В реанимации нам потребовалась помощь шести человек, чтобы переложить мужчину из кресла на койку. Одна из медсестер, которая начала оказывать ему помощь еще в отделении и пришла с нами оттуда, сказала, что ему около сорока лет и что накануне он жаловался на кровотечение из прямой кишки, но оно было слабым и никогда до этого у него не наблюдалось. Его планировали выписать позже в этот же день. Медсестра уже позвонила его жене, которая сейчас ехала в больницу, думая, что отправится домой вместе с мужем.
Мужчина, который все это время находился в полубессознательном состоянии, начал приходить в себя. Но в этом не было ничего хорошего. Он пребывал в состоянии шока и неудержимо бредил. Он начал разбрасывать окружающие его предметы и вырывать катетеры из вен руки. Он был невероятно силен, и для того, чтобы удержать его, на каждую из его конечностей требовалось по одному человеку. Нам быстро стало понятно, что для пациента велик риск удушья и что мы не можем гарантировать проходимость его дыхательных путей без проведения интубации и подключения к аппарату искусственной вентиляции легких.
Я пробрался к изголовью кровати и одной рукой зафиксировал его голову. Он смотрел мне прямо в глаза, недовольно кряхтя через полотенце во рту, которое не давало ему прикусить язык.

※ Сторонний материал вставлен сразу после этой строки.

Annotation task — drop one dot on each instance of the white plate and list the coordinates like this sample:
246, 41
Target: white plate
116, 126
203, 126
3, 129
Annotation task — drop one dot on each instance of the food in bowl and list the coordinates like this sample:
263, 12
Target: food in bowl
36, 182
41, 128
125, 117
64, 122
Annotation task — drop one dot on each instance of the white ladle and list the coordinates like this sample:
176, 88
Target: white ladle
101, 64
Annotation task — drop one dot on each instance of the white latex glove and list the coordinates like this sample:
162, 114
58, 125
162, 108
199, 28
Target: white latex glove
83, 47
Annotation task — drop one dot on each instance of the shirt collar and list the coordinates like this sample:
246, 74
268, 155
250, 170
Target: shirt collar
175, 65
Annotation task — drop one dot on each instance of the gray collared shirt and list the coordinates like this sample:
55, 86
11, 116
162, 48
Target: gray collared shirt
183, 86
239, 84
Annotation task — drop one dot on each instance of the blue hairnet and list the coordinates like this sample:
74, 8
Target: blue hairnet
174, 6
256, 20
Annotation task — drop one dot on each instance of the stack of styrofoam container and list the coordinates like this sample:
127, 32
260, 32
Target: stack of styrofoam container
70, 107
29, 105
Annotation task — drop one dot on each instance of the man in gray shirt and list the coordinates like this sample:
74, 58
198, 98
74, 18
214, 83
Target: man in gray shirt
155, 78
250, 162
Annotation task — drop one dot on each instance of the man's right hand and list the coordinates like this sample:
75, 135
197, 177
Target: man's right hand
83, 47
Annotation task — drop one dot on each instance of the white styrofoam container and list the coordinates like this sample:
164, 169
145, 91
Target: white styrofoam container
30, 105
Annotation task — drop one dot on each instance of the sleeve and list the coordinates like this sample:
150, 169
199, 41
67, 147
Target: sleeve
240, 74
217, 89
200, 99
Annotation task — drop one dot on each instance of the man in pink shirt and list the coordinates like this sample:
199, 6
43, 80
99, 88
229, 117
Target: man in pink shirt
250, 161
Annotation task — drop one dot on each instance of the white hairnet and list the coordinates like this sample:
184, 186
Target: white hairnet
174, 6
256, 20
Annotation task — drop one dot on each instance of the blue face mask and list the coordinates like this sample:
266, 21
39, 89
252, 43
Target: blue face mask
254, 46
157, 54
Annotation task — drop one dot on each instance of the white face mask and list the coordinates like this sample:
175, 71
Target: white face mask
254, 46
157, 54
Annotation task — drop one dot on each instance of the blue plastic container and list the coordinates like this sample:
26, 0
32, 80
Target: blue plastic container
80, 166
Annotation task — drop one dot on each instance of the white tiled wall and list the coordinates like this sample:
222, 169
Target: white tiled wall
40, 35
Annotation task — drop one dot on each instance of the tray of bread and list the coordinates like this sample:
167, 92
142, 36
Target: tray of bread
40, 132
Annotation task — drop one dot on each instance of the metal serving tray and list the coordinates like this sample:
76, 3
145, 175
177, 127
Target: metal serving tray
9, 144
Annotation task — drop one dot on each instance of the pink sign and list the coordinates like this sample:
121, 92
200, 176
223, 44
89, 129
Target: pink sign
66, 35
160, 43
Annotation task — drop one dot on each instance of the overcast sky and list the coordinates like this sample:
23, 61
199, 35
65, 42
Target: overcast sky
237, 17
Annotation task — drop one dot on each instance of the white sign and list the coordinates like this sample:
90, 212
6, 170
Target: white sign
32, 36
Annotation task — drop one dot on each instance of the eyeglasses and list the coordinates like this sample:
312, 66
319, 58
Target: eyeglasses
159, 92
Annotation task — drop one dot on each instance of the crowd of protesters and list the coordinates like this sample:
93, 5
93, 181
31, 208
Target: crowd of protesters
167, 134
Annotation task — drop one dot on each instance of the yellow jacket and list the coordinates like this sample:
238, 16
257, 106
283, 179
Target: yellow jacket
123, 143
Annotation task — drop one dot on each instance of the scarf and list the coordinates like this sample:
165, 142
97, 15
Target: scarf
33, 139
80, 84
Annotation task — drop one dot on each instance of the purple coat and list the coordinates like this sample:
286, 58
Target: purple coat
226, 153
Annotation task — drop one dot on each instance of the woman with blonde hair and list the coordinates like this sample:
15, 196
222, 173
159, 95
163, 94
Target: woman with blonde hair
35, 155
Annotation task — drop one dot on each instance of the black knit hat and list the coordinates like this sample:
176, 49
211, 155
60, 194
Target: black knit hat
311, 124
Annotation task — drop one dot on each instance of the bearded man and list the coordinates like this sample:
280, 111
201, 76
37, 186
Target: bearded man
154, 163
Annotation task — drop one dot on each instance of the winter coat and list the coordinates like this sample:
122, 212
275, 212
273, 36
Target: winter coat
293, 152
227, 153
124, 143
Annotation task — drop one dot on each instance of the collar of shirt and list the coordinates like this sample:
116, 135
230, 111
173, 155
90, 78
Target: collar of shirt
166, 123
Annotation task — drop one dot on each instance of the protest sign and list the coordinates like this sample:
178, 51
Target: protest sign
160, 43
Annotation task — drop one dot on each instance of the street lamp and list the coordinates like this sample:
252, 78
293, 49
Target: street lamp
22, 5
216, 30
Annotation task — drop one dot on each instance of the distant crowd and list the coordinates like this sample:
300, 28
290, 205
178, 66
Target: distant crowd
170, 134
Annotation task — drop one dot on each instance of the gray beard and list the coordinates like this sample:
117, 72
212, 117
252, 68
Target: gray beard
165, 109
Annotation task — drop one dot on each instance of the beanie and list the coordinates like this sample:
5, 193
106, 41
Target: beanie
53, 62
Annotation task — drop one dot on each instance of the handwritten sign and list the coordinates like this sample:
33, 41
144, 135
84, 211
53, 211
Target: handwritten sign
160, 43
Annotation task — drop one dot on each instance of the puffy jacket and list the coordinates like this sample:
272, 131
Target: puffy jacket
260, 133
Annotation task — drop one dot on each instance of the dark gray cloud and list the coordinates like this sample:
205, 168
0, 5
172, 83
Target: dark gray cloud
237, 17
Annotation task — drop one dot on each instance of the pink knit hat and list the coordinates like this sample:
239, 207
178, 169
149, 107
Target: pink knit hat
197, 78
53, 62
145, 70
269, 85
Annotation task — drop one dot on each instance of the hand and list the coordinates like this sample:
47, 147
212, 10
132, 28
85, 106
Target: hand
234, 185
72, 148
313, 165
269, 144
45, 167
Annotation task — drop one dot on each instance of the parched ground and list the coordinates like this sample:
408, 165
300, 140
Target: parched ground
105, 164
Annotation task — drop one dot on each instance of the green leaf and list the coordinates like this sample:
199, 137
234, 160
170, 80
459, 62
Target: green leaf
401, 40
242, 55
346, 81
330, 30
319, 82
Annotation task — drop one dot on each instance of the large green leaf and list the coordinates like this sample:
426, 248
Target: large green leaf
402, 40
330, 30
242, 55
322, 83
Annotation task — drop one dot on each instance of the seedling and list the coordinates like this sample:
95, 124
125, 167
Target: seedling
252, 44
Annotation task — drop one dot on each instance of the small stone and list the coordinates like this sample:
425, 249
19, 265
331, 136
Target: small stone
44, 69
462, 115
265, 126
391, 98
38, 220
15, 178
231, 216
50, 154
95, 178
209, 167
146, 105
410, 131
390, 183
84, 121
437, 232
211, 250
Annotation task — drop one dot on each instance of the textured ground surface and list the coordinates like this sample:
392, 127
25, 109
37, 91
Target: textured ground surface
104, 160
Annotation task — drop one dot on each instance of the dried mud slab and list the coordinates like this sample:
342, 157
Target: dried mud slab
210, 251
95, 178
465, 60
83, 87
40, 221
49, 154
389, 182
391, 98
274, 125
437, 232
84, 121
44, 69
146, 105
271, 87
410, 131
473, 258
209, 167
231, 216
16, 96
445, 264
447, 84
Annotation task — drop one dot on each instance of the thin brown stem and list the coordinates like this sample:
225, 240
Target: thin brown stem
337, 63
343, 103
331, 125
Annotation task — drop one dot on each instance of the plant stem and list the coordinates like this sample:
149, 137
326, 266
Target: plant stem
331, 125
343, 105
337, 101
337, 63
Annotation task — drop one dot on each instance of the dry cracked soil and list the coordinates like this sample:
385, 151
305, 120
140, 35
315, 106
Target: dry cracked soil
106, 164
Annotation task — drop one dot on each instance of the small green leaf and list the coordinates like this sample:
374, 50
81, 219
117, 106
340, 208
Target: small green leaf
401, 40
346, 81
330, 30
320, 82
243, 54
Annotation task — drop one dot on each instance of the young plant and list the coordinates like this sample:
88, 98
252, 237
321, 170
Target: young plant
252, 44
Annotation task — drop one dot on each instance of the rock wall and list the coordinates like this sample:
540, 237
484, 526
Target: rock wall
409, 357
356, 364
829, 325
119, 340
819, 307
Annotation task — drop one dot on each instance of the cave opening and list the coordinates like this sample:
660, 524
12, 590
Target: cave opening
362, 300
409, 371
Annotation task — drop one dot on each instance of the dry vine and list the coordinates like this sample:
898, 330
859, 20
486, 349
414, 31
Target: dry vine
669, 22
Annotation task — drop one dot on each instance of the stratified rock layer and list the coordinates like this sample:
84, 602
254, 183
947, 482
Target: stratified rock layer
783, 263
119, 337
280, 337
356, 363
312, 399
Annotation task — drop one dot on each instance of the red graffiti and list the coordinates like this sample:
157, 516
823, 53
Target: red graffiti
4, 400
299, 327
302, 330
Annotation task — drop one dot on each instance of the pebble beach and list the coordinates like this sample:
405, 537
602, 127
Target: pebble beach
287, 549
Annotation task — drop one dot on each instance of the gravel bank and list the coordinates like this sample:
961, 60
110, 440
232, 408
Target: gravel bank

Артериальное давление падало – он потерял почти половину общего объема крови. Он был в очень большой беде. Я быстро отвел взгляд от пациента в поисках оборудования, необходимого для проведения интубации. Медсестра на другом конце комнаты держала огромный зеленый ящик, настолько прочный, что он смотрелся бы уместно в каком-то бомбоубежище. Там лежало все необходимое. Под контролем стоящего рядом со мной врача-куратора я выбрал подходящий по размеру ларингоскоп, который, по сути, является большим металлическим шпателем для удержания языка, и раскрыл его, придав ему рабочую Г-образную форму. Все это время я прокручивал в голове свои дальнейшие действия. Я уже проводил пациентам интубацию, но никогда не делал этого в настолько нервной обстановке. Мой куратор, анестезиолог с повадками магистра-джедая, встал рядом, без малейших колебаний уступив мне ларингоскоп. Почти любой на его месте засомневался бы и сделал интубацию сам, вместо того чтобы ждать, пока ученик наломает дров, – но только не он.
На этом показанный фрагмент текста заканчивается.